A transparência de uma membrana, a opacidade do gesso de uma parede, o reflexo lustroso do vidro opaco e o raio de luz solar enredam-se em relações recíprocas que formam a experiência particular de um lugar. A interacção dos materiais com os sentidos do utilizador providencia o detalhe que nos comove, para além da visão precisa da tactibilidade. Da linearidade, concavidade e transparência até à dureza, elasticidade e humidade, abre-se o domínio háptico.

Uma arquitectura de matéria e tactibilidade deseja uma "poética de revelação" (Martin Heidegger) (4), que requer uma carpintaria inspirada. O detalhe, nesta poética de revelação, manipula a dissonância de camadas íntimas com a consonância da grande escala. A paciência vertical da parede maciça é interrompida por uma mínima jaula solitária de luz, simultaneamente conferindo escala e revelando material e substância.

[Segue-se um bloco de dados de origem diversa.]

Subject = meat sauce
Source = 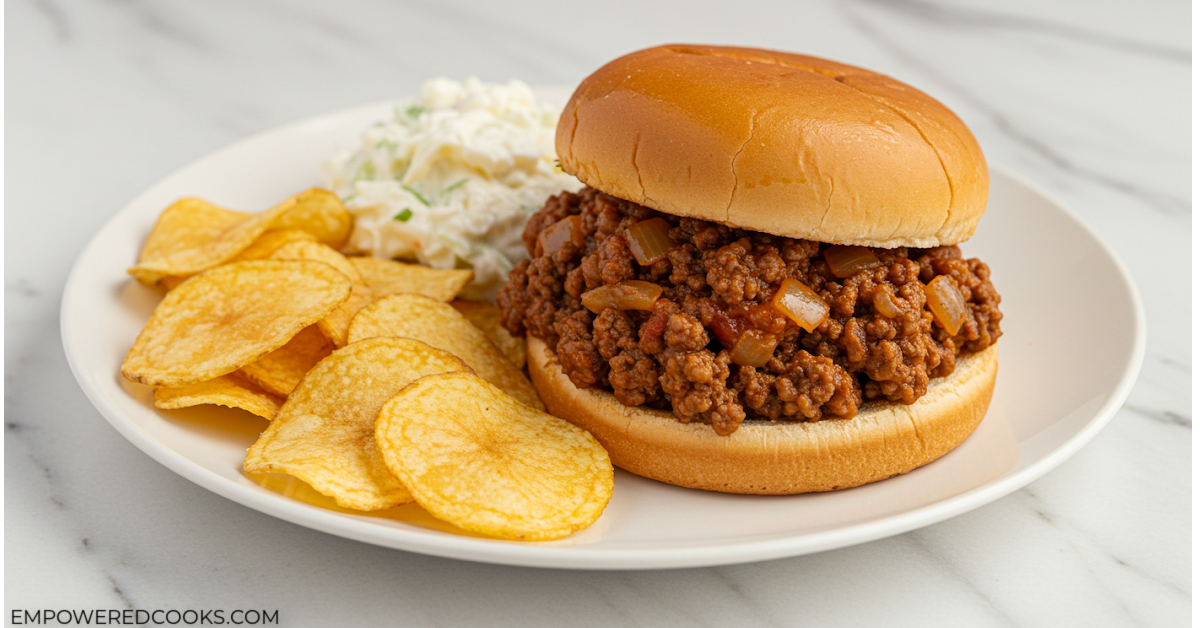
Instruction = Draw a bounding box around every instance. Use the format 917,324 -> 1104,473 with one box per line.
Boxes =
498,189 -> 1002,435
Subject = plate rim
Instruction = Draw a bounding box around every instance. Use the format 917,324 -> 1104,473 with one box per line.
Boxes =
59,100 -> 1146,569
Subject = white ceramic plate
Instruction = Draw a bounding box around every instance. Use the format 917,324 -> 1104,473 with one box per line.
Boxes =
62,91 -> 1145,569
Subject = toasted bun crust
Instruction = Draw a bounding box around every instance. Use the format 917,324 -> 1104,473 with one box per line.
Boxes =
527,336 -> 997,495
556,44 -> 988,247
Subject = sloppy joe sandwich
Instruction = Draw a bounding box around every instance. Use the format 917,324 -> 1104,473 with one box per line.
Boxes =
498,46 -> 1002,494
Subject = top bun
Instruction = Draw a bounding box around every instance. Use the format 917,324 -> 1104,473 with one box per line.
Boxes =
556,44 -> 988,247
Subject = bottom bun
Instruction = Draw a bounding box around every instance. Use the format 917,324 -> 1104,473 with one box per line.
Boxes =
527,336 -> 997,495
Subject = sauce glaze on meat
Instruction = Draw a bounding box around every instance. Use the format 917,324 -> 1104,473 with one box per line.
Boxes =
498,187 -> 1002,435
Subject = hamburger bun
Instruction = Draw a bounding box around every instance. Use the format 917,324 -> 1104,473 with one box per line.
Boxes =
527,336 -> 997,495
556,44 -> 988,247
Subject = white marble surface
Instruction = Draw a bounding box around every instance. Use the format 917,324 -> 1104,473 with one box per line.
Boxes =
0,0 -> 1200,626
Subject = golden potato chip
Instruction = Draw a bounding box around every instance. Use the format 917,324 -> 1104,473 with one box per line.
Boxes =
271,241 -> 371,347
130,198 -> 252,286
238,325 -> 334,397
157,229 -> 317,291
376,373 -> 613,540
154,373 -> 283,420
350,257 -> 475,301
121,259 -> 350,387
450,299 -> 526,369
268,187 -> 354,251
130,189 -> 354,285
244,337 -> 467,510
349,293 -> 546,409
230,229 -> 317,262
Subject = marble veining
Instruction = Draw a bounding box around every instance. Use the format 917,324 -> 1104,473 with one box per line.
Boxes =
0,0 -> 1200,627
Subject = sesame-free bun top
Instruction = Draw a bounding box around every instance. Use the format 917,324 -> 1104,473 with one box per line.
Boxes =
556,44 -> 988,247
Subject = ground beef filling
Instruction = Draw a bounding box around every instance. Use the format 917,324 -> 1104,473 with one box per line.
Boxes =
498,189 -> 1001,435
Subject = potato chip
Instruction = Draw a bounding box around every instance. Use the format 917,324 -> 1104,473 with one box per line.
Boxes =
154,373 -> 283,420
157,229 -> 317,291
350,257 -> 475,301
450,299 -> 526,369
121,259 -> 350,387
349,293 -> 546,409
379,373 -> 613,540
230,229 -> 317,262
130,189 -> 354,285
266,187 -> 354,251
244,337 -> 467,510
130,198 -> 252,286
238,325 -> 334,397
271,241 -> 371,347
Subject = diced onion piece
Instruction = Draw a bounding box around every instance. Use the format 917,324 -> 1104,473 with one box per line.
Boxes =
770,277 -> 829,331
580,279 -> 662,313
925,275 -> 967,335
824,245 -> 880,279
625,219 -> 674,267
871,289 -> 904,318
730,329 -> 779,366
538,215 -> 583,255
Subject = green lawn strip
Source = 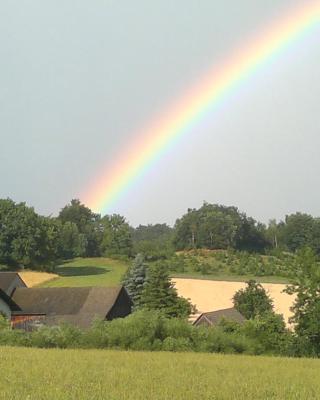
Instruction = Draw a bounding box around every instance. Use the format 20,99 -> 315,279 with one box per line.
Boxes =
40,257 -> 128,287
0,347 -> 320,400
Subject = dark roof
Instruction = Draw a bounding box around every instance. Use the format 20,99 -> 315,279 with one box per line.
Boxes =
0,289 -> 21,311
0,272 -> 27,295
12,286 -> 125,326
193,307 -> 246,325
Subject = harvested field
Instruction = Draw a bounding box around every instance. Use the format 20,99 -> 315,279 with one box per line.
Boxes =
19,271 -> 58,287
173,278 -> 294,323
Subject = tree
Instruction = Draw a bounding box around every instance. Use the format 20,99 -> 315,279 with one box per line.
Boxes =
123,254 -> 147,308
284,213 -> 314,251
101,214 -> 132,256
58,199 -> 102,257
59,221 -> 87,259
140,263 -> 193,318
233,280 -> 273,319
0,199 -> 59,269
286,248 -> 320,355
131,224 -> 174,261
174,202 -> 268,251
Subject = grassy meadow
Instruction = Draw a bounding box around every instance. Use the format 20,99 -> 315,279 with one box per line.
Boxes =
41,257 -> 128,287
0,347 -> 320,400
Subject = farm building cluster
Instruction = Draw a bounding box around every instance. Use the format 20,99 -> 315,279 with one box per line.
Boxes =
0,272 -> 244,330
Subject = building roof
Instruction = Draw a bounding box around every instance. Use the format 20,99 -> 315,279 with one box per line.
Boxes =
12,286 -> 129,327
193,307 -> 246,325
0,272 -> 27,296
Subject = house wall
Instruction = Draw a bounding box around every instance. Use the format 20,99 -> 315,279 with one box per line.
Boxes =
6,275 -> 26,297
0,299 -> 11,319
11,315 -> 45,331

De modo semelhante, a experiência espacial do paralaxe, ou desvio perspéctico, abre os fenómenos dos campos espaciais, enquanto se move através de espaços sobrepostos definidos por sólidos e concavidades. Dentro do ponto de vista perspéctico, a experiência do espaço oferece a combinação do horizonte, enquanto espaço externo, com o ponto óptico do corpo. As órbitas do olho surgem assim como um tipo de posição arquitectónica assente nos fenómenos da experiência espacial, que deve ser reconciliada com o conceito e respectiva abstracção da espacialidade experimental.

Um número infinito de perspectivas, projectadas a partir dum número infinito de pontos de vista, podem ser consideradas como construtoras do campo espacial fenomenológico duma obra de arquitectura.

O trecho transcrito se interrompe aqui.